Rev Neurol (Paris). 2006 Apr;162(4):539-43. doi: 10.1016/s0035-3787(06)75048-2.
Limits of treatment in chronic inflammatory demyelinating poly(radiculo)neuropathies (CIDP) patients are better known thanks to recent Cochrane reviews. (1) Randomized controlled trials have only focused on short-term effects, but most patients need long-term therapy, (2) There are three proven effective treatments available (prednisone; intravenous immunoglobulin or IVIg and plasma exchange or PE) which are useful in more than 60 p. 100 of patients, (3) New open studies indicated possible efficacy for mycophenolate, rituximab, etanercept, ciclosporine and interferons, and (4) Whether CIDP variants need specific treatment is still unknown. Many CIDP patients need treatment for years. The fear of side effects during long-term steroid treatment, the high costs of IVIg, the necessity for specialized equipment and the invasive nature of PE, are important factors determining the choice for one of these treatments. In most up-to-date treatment options, patients are initially treated with IVIg at a dosage of 2 g/kg administered for 25 days, clinical improvement can be judged within 10 days. The percentage of patients responding seems to be approximately 70 percent, with a very high chance (approximately 85 percent) that repeated administration of IVIg will be necessary, explaining why most neurologists add an immunosuppressive drug at this stage, but there is no consensus concerning the best drug to be used. Combinations of drugs are most likely to be useful in the next future, using IVIg, prednisone, and a immunosuppressor agent, such as mycophenolate, rituximab, etanercept, or ciclosporine. General measures to rehabilitate patients and to manage symptoms like fatigue and other residual findings are important.

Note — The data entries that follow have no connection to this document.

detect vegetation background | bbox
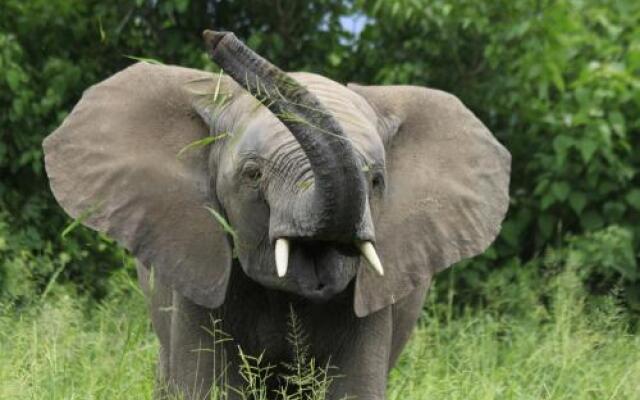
[0,0,640,399]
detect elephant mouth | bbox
[286,240,360,302]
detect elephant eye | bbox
[371,174,384,189]
[242,163,262,182]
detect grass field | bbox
[0,273,640,400]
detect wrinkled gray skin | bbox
[44,34,510,400]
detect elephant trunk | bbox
[204,31,366,240]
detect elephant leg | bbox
[168,291,220,400]
[389,280,431,368]
[136,262,173,399]
[325,307,392,400]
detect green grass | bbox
[0,273,640,400]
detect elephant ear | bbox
[349,85,511,316]
[43,63,231,307]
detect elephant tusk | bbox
[359,242,384,276]
[276,239,289,278]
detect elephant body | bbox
[44,31,511,400]
[138,264,428,400]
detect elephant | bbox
[43,31,511,400]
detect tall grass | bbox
[0,271,640,400]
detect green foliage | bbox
[352,0,640,310]
[0,265,640,400]
[388,266,640,400]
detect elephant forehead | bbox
[290,72,384,161]
[238,72,384,162]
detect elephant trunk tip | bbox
[202,29,233,52]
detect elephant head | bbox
[44,31,510,316]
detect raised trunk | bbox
[204,31,366,240]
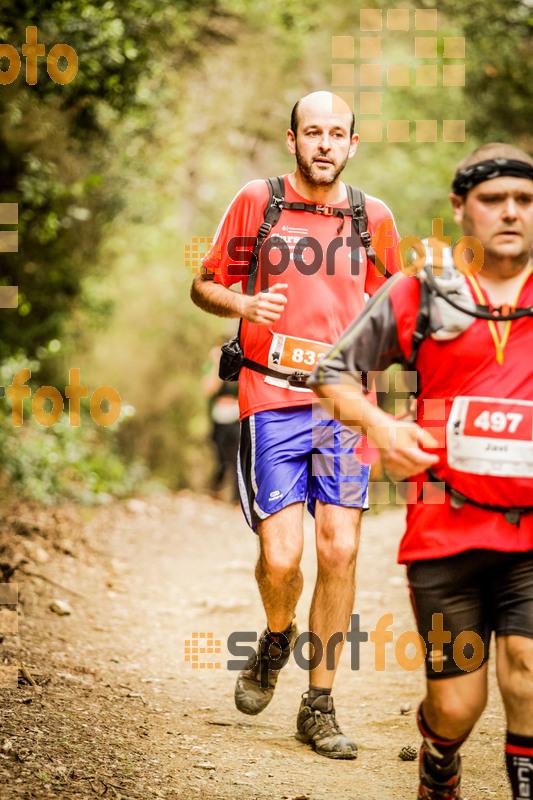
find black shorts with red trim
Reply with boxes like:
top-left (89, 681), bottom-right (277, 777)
top-left (407, 550), bottom-right (533, 679)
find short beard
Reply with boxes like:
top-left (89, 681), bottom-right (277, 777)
top-left (295, 144), bottom-right (348, 186)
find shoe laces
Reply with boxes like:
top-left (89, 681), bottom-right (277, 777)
top-left (313, 708), bottom-right (342, 736)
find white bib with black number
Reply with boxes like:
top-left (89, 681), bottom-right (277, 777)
top-left (265, 333), bottom-right (331, 392)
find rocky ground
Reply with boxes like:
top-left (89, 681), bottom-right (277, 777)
top-left (0, 494), bottom-right (510, 800)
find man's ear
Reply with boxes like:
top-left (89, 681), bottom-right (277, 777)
top-left (287, 128), bottom-right (296, 156)
top-left (448, 193), bottom-right (465, 225)
top-left (348, 133), bottom-right (359, 158)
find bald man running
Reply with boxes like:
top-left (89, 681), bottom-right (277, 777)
top-left (191, 92), bottom-right (398, 758)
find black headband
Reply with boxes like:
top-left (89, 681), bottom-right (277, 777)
top-left (452, 158), bottom-right (533, 195)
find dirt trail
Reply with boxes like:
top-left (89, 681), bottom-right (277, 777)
top-left (0, 494), bottom-right (504, 800)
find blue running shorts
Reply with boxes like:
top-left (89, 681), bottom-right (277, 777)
top-left (237, 404), bottom-right (370, 531)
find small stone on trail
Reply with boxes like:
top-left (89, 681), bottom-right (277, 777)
top-left (50, 600), bottom-right (72, 617)
top-left (398, 744), bottom-right (418, 761)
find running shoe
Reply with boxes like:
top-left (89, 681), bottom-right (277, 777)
top-left (235, 620), bottom-right (298, 714)
top-left (296, 693), bottom-right (357, 758)
top-left (418, 745), bottom-right (462, 800)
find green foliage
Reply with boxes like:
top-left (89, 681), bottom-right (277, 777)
top-left (0, 359), bottom-right (148, 504)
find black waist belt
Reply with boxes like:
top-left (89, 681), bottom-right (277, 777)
top-left (426, 469), bottom-right (533, 528)
top-left (242, 358), bottom-right (309, 388)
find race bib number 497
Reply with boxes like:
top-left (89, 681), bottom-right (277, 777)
top-left (447, 397), bottom-right (533, 478)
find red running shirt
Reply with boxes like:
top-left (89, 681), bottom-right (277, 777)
top-left (202, 175), bottom-right (398, 419)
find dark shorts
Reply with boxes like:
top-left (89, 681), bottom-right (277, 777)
top-left (237, 404), bottom-right (370, 530)
top-left (407, 550), bottom-right (533, 679)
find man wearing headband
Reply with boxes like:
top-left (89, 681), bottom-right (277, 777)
top-left (309, 143), bottom-right (533, 800)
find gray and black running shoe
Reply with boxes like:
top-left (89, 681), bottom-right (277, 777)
top-left (235, 620), bottom-right (298, 714)
top-left (296, 694), bottom-right (357, 758)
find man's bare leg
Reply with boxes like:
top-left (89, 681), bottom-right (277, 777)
top-left (496, 636), bottom-right (533, 797)
top-left (297, 501), bottom-right (361, 758)
top-left (418, 664), bottom-right (487, 798)
top-left (235, 503), bottom-right (303, 714)
top-left (309, 500), bottom-right (361, 689)
top-left (255, 503), bottom-right (303, 631)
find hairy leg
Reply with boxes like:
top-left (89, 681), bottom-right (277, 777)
top-left (309, 501), bottom-right (361, 689)
top-left (255, 503), bottom-right (303, 631)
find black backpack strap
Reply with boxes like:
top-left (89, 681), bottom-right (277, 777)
top-left (346, 183), bottom-right (392, 278)
top-left (245, 176), bottom-right (285, 295)
top-left (407, 281), bottom-right (431, 376)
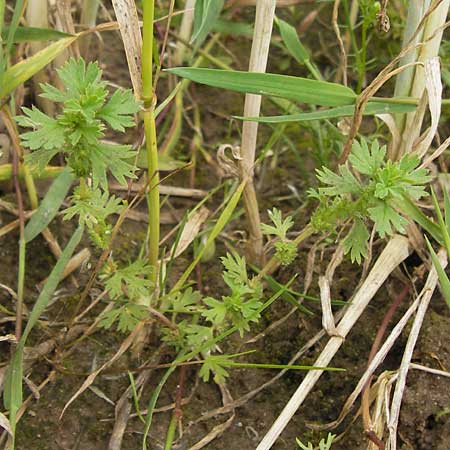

多亏了最近的Cochrane综述,慢性炎性脱髓鞘性多发性(神经根)神经病(CIDP)患者的治疗局限性才为人所知。(1)随机对照试验仅关注短期效果,但大多数患者需要长期治疗;(2)有三种已证实有效的治疗方法(泼尼松、静脉注射免疫球蛋白或IVIg以及血浆置换或PE),对超过60%的患者有用;(3)新的开放性研究表明霉酚酸酯、利妥昔单抗、依那西普、环孢素和干扰素可能有效;(4)CIDP变异型是否需要特殊治疗仍不清楚。许多CIDP患者需要多年治疗。长期使用类固醇治疗时对副作用的担忧、IVIg的高昂费用、对专业设备的需求以及PE的侵入性,都是决定选择这些治疗方法之一的重要因素。在大多数最新的治疗方案中,患者最初接受IVIg治疗,剂量为2 g/kg,持续25天,可在10天内判断临床改善情况。有反应的患者比例似乎约为70%,再次使用IVIg的可能性非常高(约85%),这就解释了为什么大多数神经科医生在此阶段会加用一种免疫抑制药物,但对于使用哪种最佳药物尚无共识。药物联合在未来很可能会有用,可使用IVIg、泼尼松和一种免疫抑制剂,如霉酚酸酯、利妥昔单抗、依那西普或环孢素。使患者康复并处理疲劳等症状及其他残留症状的一般措施很重要。